Innovative Hardware that Reduces Solar Soft Costs
Fifteen years ago, about two-thirds the cost of a residential rooftop solar system was for equipment, or “hard” costs, and one-third went to everything else, or “soft” costs. Now it’s flipped – it’s two-thirds soft – and falls mostly into four buckets:
Installation company labor
Installation company overhead
Installation company profit
Installation company customer acquisition
15 years ago
Installers are the backbone of the industry and do phenomenal work, but there is a fixed cost component to their business model such that the cost to install 10 panels on a roof is not one-half the cost to install 20 panels but ranges between 65% to 90%. That means the installer has to price smaller jobs at higher $/Watt prices in order to get properly compensated.
Nothing wrong with pricing for your time and effort, but it creates an unfortunate outcome because it means that smaller systems will pay higher $/Watt prices than larger systems, and that gap widens as the systems get smaller. So, the families with the least amount of money to spend get quoted prices that are way above industry average and just don’t make economic sense.
That’s where we come in. We develop hardware that reduces soft costs by reducing the need for installers
Ground-Based Solar Panel Mounting System
One solution is a ground-based solar panel mounting system that anyone can assemble and call a licensed electrician to connect.
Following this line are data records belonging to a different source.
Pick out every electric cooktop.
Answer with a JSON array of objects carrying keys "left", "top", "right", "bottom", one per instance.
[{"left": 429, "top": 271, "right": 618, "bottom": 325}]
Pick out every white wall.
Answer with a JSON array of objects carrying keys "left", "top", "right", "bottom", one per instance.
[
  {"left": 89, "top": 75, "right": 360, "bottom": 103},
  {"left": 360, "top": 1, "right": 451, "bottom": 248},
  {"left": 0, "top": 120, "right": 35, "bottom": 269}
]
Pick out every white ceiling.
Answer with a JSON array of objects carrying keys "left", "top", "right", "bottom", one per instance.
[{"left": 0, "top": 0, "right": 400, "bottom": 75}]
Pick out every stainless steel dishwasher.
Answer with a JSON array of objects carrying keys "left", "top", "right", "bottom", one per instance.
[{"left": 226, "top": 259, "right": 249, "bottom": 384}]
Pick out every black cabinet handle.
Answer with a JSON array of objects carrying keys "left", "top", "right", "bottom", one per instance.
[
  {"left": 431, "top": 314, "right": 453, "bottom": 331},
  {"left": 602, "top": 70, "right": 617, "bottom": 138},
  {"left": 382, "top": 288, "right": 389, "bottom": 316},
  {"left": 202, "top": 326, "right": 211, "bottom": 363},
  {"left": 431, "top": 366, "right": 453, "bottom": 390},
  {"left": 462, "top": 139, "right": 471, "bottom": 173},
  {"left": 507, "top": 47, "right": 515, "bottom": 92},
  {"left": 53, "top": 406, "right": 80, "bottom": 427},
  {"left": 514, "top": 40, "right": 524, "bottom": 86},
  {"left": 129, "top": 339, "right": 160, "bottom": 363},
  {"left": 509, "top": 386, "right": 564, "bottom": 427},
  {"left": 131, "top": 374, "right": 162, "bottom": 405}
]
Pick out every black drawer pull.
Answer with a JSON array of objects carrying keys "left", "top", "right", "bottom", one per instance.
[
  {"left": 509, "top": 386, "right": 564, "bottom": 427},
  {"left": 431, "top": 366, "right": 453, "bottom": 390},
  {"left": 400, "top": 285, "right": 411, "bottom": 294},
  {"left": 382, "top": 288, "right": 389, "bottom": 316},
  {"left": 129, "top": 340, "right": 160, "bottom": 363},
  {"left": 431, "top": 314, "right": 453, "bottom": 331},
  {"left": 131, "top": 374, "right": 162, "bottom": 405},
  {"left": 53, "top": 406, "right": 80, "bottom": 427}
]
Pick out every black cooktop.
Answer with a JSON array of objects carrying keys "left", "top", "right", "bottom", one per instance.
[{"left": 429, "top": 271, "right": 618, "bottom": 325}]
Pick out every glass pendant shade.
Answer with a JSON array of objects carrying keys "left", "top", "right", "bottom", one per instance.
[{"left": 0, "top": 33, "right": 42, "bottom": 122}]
It’s modular—one mounting system per panel—so it can be as small or as large as you need, ranging from a 2-3 kilowatt backyard system to a megawatt-scale community solar system. It uses water or sand as ballast and doesn’t require pilings, poured concrete or racking systems so it is suitable for environmentally sensitive areas where the topsoil cannot be disturbed.
The ground-based system is undergoing thermal testing at UCLA’s Smart Grid Energy Research Center and will be piloted in California as part of a community solar initiative.
Our other solution is a solar awning that attaches to the wall studs of single-story factory-built structures. The manufactured home industry accounts for nearly 10% of all new homes in the U.S. and they employ standardized building practices to comply with the HUD building code. Standard 2” x 2” roof trusses require a costly reinforcement to bear solar panel loads whereas 2” x 4” wall studs do not. Our approach is to provide the factory builders pre-assembled photovoltaic awnings that they just “click and connect” to the wall studs without requiring component assembly on their part.
The awning has been piloted at Clayton Homes, the largest manufactured homebuilder in the US. NREL is conducting an analysis of wind patterns during transport using computational fluid dynamics and NTA will conduct load testing for HUD Wind Zone III certification.